3.     People need to have quiet places to live, as well as noisy places to work and play.

4.     We need clean air to breathe, but also to dilute the air pollution from industry and cars.

“How well we balance these conflicting interests, Tom told the Earth Club, will play a big roll in how healthy, safe, and prosperous your community will be in the future.”

Our final stop on the walk was at one of the largest Redwood trees in the park. At this stop Tom told the students that Sierra Redwoods are the largest living things on earth.  “They can grow over 300 feet tall, over 30 feet in diameter, and to over 1,300 tons.  But they don’t start out life big.  They start out as seeds so small; it takes a pile of up to 6,000 of those seeds to weigh just one ounce.“

Tom took this last stop to give the student’s their final life lesson. He told them “no matter how small, or how powerless, or how poor, you may seem now, you too have the opportunity to be a big, powerful, and prosperous member of your community.”

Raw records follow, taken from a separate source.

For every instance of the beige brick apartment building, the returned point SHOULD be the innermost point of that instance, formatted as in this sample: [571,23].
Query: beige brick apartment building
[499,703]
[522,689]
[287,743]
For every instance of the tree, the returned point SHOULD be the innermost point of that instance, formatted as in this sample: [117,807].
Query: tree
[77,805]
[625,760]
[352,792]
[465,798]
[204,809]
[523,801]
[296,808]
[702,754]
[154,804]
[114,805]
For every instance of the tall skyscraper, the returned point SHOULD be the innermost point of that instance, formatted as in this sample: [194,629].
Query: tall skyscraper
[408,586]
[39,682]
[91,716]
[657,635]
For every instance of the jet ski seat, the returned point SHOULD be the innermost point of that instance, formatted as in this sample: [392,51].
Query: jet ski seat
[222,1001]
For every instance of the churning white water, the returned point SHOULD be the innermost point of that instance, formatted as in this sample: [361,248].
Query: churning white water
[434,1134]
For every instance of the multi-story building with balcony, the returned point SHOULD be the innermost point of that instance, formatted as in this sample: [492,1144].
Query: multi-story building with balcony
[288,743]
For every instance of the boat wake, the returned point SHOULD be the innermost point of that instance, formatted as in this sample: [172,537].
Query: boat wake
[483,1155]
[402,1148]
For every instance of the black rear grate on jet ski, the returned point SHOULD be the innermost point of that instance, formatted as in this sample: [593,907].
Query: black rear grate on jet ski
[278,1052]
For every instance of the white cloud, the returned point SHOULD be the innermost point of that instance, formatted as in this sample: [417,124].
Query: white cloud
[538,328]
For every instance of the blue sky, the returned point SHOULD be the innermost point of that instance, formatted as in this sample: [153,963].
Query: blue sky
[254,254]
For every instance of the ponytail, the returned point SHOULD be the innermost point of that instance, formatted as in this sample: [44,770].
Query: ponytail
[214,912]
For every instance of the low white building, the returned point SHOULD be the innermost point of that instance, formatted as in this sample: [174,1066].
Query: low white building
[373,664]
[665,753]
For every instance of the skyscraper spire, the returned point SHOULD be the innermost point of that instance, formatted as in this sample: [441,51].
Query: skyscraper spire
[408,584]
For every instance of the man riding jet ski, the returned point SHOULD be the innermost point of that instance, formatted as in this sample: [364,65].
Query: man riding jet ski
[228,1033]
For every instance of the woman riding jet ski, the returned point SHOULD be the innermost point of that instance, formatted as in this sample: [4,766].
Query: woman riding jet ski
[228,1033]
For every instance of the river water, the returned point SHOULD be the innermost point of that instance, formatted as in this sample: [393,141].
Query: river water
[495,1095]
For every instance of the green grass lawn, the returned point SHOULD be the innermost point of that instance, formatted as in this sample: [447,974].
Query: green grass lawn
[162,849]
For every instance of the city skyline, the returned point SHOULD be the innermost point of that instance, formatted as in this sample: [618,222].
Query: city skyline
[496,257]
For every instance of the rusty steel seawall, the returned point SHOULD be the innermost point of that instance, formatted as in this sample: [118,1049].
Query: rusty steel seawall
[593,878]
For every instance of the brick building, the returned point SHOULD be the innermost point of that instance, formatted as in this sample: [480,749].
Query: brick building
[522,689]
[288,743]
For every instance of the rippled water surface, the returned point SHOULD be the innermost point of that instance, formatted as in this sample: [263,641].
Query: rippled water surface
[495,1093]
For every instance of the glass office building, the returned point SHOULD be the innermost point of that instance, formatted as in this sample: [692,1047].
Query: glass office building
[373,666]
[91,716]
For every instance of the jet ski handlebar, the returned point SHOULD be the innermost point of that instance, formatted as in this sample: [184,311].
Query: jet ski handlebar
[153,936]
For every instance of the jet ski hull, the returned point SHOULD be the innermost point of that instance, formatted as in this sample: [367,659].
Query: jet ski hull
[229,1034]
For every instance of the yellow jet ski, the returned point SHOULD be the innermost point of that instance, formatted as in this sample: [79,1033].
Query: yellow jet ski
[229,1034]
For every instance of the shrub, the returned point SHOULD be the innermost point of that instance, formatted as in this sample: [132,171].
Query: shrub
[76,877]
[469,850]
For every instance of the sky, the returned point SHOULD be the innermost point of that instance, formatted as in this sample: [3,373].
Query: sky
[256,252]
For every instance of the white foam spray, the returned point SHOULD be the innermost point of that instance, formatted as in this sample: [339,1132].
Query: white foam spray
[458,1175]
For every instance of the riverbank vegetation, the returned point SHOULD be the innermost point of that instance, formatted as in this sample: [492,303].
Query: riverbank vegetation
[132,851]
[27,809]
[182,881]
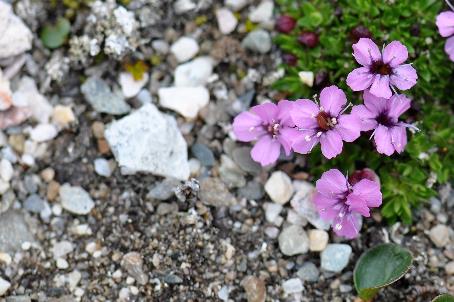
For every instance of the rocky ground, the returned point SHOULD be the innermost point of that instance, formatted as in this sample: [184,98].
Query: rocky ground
[94,203]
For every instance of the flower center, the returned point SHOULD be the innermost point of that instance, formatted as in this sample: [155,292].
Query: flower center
[385,120]
[273,129]
[325,122]
[381,68]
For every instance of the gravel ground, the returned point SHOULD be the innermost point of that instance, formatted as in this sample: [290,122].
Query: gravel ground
[90,214]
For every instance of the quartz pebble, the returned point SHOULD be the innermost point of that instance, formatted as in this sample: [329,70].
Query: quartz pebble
[149,141]
[292,286]
[293,240]
[258,40]
[335,257]
[185,100]
[255,289]
[75,200]
[439,235]
[184,48]
[226,20]
[318,239]
[279,187]
[194,73]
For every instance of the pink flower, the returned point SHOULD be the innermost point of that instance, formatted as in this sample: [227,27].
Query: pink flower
[271,126]
[382,116]
[445,24]
[343,204]
[325,123]
[381,71]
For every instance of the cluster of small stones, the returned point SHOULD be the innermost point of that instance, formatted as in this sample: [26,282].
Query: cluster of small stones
[82,219]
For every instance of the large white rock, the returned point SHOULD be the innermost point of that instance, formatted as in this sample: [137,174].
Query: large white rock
[129,86]
[185,48]
[226,20]
[149,141]
[15,37]
[185,100]
[279,187]
[194,73]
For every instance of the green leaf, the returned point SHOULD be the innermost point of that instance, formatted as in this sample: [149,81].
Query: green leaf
[54,35]
[379,267]
[444,298]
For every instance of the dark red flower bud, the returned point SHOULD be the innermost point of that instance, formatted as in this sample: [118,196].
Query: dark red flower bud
[285,24]
[308,39]
[359,32]
[365,173]
[289,59]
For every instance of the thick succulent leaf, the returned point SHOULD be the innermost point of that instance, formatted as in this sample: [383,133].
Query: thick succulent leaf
[379,267]
[444,298]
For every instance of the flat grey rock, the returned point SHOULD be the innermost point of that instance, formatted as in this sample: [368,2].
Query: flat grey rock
[149,141]
[13,231]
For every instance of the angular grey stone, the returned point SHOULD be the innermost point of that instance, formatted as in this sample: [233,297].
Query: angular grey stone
[149,141]
[13,231]
[293,240]
[75,200]
[34,204]
[103,100]
[304,206]
[335,257]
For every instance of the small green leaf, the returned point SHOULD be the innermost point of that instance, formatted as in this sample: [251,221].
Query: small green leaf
[379,267]
[444,298]
[54,35]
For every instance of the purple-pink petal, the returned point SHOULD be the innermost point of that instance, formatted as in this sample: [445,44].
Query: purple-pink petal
[366,52]
[305,142]
[382,139]
[367,118]
[247,127]
[332,184]
[404,77]
[359,79]
[397,105]
[268,112]
[266,151]
[449,48]
[380,87]
[369,192]
[287,136]
[395,53]
[283,115]
[304,113]
[358,205]
[332,99]
[331,144]
[349,127]
[398,138]
[445,24]
[374,104]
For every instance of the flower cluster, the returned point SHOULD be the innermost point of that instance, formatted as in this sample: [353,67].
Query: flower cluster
[445,24]
[301,125]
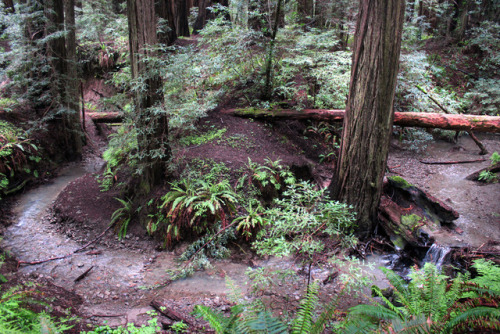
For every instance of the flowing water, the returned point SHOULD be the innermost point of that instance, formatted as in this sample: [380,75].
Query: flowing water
[117,277]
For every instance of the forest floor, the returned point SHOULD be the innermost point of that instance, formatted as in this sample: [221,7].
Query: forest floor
[124,276]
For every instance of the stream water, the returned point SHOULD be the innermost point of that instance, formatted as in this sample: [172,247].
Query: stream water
[117,277]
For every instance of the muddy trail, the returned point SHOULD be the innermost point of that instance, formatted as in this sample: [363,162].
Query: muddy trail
[118,279]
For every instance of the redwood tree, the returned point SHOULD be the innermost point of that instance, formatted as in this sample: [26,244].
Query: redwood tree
[151,121]
[369,113]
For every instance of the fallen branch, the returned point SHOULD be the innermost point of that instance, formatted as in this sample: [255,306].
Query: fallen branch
[427,162]
[70,254]
[95,239]
[409,119]
[82,276]
[43,261]
[171,314]
[106,117]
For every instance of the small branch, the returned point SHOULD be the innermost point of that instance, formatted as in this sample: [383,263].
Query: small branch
[427,162]
[95,239]
[82,276]
[483,149]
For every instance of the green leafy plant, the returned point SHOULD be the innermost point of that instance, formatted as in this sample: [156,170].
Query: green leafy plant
[18,158]
[151,327]
[268,179]
[17,317]
[179,327]
[428,304]
[251,223]
[194,204]
[301,215]
[487,175]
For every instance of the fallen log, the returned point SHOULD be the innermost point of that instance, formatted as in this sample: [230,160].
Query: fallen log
[428,162]
[408,119]
[492,169]
[410,215]
[105,117]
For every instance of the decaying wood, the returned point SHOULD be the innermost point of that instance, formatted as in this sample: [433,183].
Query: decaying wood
[427,162]
[105,117]
[410,215]
[171,314]
[493,169]
[408,119]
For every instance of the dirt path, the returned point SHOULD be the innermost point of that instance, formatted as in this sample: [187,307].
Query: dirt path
[125,276]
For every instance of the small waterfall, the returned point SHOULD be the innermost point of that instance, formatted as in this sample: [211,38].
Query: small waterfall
[437,255]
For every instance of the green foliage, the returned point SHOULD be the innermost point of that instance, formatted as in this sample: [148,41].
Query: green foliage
[298,217]
[268,179]
[200,139]
[121,217]
[179,327]
[119,153]
[429,304]
[194,205]
[488,176]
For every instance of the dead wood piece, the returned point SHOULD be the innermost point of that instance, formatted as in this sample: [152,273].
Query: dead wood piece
[456,122]
[428,162]
[83,275]
[172,314]
[105,117]
[493,169]
[31,263]
[95,239]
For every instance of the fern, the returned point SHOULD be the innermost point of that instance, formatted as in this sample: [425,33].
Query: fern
[303,321]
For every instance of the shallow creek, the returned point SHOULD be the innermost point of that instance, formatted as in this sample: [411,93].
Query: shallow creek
[117,277]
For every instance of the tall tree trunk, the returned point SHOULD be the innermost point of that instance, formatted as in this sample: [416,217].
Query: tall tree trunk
[269,61]
[72,80]
[151,124]
[201,19]
[165,10]
[67,119]
[182,14]
[369,114]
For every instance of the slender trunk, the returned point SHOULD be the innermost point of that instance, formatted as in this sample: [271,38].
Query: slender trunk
[151,124]
[369,114]
[182,24]
[165,10]
[269,61]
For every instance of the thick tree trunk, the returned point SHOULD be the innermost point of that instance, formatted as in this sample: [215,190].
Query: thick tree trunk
[369,115]
[182,14]
[152,125]
[406,119]
[165,10]
[62,52]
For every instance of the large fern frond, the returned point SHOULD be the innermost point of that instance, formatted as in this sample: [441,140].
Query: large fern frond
[263,322]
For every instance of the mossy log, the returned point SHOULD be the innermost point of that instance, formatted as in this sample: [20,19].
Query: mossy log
[410,215]
[105,117]
[407,119]
[492,169]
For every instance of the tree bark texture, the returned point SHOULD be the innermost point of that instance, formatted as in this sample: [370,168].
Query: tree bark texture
[62,54]
[369,115]
[182,14]
[152,126]
[165,9]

Whether as individuals or as a club, Tom told the Earth Club, “you choose to recycle, or to conserve water, or to restore wildlife habitat, or to install solar panels, or to build affordable housing, or to participate in planning, or to teach these skills to the next generation; you can have a positive impact on your community, now and in the future.  That will all be a lot easier, if you live your life in accord with the lessons we learned from the forest today:

1.     Build on what you have.

2.     Leave your tough times behind you.

3.     Protect yourself.

4.     Patiently work over time.

5.     Live where you thrive.

6.     Clean out your debris regularly.

7.     Follow the right road.

8.     Participate in your diverse community. “

A lesson for all

Tom Infusino’s walk in Big Trees with the Calaveras Earth Club is a life lesson for all of us. Young or old, whether your influence on your community is good or bad depends on your choices. You can be an asset to your community and you can help your community become productive like a redwood forest. I discovered here on this walk through Big Trees, and throughout Calaveras County, that there are many young role models with a strong concern for their future.  And, they are eager to take a part in shaping vibrant, healthy, and prosperous communities for generations to come.   As for my life lesson learned on this walk, when it comes to protecting and preserving our precious natural resources, I am not alone in this forest or in my community.